2. Complementary panning
If two instruments in your mix occupy a similar frequency range, try panning them opposite of one another. You don’t have to pan them to extremes: for instance, a guitar panned slightly to the left will complement a keyboard panned slightly to the right. This will create a better balance throughout your mix, as the listener won’t perceive all the instruments to be coming at their ear from exactly the same position. That can be fatiguing and make it difficult to discern what the ear should focus on.
3. Place the snare drum on or off center
Panning a snare dead center can immediately make it sound punchier, while panning it slightly to one side might cause the listener to focus slightly more on the lead vocal or kick drum.
4. Create narrow verses and wider choruses
Try keeping a relatively narrow image across your mix during the verses and then widen it by panning the elements that appear in the choruses further from center. Having elements pop out like this, or shift temporarily to a more extreme pan setting, will create change and excitement.
5. Check your mix in mono
Listen to your mix in mono periodically to ensure you aren’t losing too much in the translation. It’s possible to spend time focusing on panning your mix only to go too far and realize it sounded more impactful before you even began.

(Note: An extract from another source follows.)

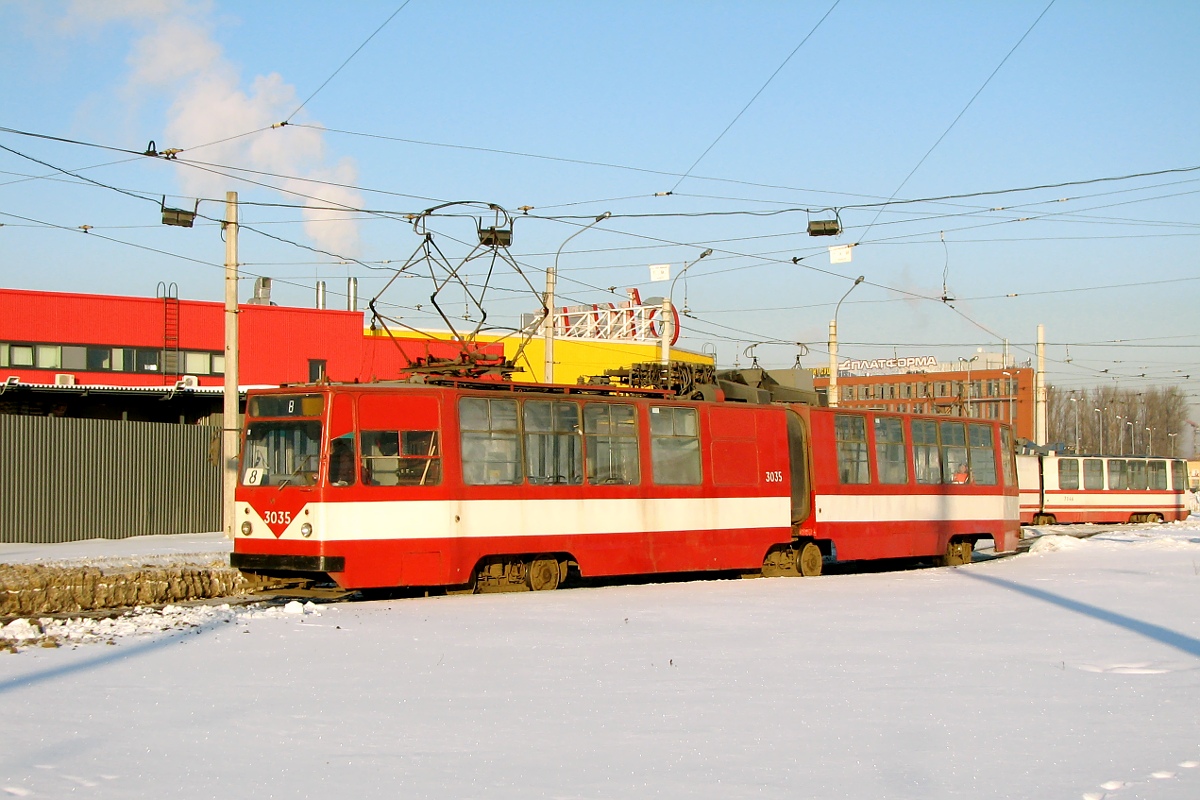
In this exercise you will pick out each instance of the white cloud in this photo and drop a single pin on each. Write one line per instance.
(175, 53)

It’s also worth noting that if you’re mixing any form of electronic music – or anything that’s likely to be played in a club setting – most playback systems are mono. Having identical audio signals panned both to the left and the right can cause phase cancellation when the mix is collapsed to mono, particularly in the low end. You should still shoot for a nice, wide mix, but keep checking it in mono to make sure you aren’t losing anything when it’s collapsed to mono.
6. Check your mix in headphones
Check your mix in headphones to make sure it doesn’t sound off-balance or disjointed. Your monitor speakers might be excellent, but since headphones lack the crosstalk (audio information from the right speaker reaching the left ear and vice versa), the experience can sound different. Not to mention, a lot of folks in your audience might be listening to your music in headphones!
7. Stay balanced
Make sure the elements you pan don’t make the left or right side too rhythmically busy. For example, when mixing two instruments that occupy a similar higher-end frequency range, such as an acoustic guitar and a hi-hat, you might consider panning the instruments on opposite sides. Since these two instruments are usually playing a similar rhythm (8th or 16th notes), keeping them opposite of one other maintains a similar timbre and rhythmic feel in both speakers. Panning a lot of rhythmic elements to one side could be quite distracting.
8. Model a vintage mix
Sometimes older recordings, or modern recordings mixed with nostalgic, vintage methods, pan the drums almost all the way to the right and the bass opposite on the left. Doing this will require more effort and attention on the part of the listener, but it can result in interesting textures.
9. Pan judiciously
Sometimes the widest sounding mixes don’t come from panning everything, they come from panning a few interesting elements while maintaining a strong, balanced center. This also tends to correlate very well in mono. Try making just one element of your mix wide and spacious – maybe doubled-guitars, a stereo piano track, or overheads – and make everything else work around the center with careful level settings and judicious EQ. You’ll be surprised how powerful this can be!